‘Grease’: Cooking up fuel
From doughnuts to dollars, indeed. The documentary “Hot Grease” (9 p.m., Discovery, TV-PG) explores an interesting fuel alternative. American homes and restaurants use millions of gallons of cooking oil; recently, innovators have been using the oil to power cars, trucks and buses. Now given the technical name of biodiesel, this fuel reduces carbon emissions up to 85 percent compared to
petroleum fuel.
“Grease” follows several Houston-area entrepreneurs, some colorful grease collectors and Sens. Chuck Grassley (R-Iowa) and Al Franken (D-Minn.), who have given the cooking oil industry their bipartisan blessing.
IMMIGRATION COMEDY
“Hot Grease” isn’t the night’s only show from the Lone Star State. Because more young viewers are getting their “news” from comedy, a veteran comic goes to the heart of one of America’s hot-button topics.
“Jeff Ross Roasts the Border: Live From Brownsville, Texas” (10 p.m., Comedy Central, TV-14) takes a one-hour look at immigration, following Ross as he interviews residents on the border about their thoughts on a proposed border wall and changing attitudes toward new citizens.

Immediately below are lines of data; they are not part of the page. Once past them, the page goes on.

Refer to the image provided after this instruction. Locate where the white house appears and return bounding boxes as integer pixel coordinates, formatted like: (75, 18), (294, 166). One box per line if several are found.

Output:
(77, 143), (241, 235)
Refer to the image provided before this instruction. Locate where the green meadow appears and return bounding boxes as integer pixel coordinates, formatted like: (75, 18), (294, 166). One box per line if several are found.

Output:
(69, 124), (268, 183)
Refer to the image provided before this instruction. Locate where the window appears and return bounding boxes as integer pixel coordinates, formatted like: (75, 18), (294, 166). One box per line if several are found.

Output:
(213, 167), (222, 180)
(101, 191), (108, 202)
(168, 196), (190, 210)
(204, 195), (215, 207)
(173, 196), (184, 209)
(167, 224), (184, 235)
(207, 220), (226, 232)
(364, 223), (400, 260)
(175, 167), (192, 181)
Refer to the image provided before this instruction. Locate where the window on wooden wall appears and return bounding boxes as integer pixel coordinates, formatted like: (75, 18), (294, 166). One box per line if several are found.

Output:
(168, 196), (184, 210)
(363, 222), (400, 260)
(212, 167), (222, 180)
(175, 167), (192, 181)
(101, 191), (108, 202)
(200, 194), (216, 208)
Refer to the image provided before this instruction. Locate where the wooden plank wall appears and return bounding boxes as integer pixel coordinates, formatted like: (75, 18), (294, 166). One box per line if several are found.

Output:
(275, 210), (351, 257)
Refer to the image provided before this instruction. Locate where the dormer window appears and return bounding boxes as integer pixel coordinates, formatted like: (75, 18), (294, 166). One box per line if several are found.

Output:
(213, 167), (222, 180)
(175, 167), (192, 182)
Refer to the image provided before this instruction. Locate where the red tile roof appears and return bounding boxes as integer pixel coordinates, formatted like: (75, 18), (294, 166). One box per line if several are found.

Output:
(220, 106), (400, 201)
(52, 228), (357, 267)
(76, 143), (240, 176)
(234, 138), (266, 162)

Ross explains that he grew up in a country that welcomed immigrants. “Now suddenly we’re a snobby club with a (expletive) doorman,” he concludes.
SAD COMEDY
Increasing roadblocks to immigration have not slowed the influx of comedies from abroad, particularly from the United Kingdom. Hulu begins streaming “GameFace,” a comedy about a delusional would-be actress stumbling through her 20s. Or is it her early 30s?
Marcella (Roisin Conaty) is first seen passed out at a children’s party dressed as a princess. Her hangover stems from a boozy bender the night before when she spent hours writing inappropriate things on her ex-lover’s Instagram account and dragging home a new conquest who refuses to leave the apartment she shares with two other women. They find him creepy and mystifying because he’s glued to the TV set watching “Friends,” a show he claims he’s never seen before.
More rude than audacious, “GameFace” seems like a slightly sad variation on the 2013 Rebel
Wilson comedy “Super Fun
Night,” which vanished from ABC’s schedule after one season.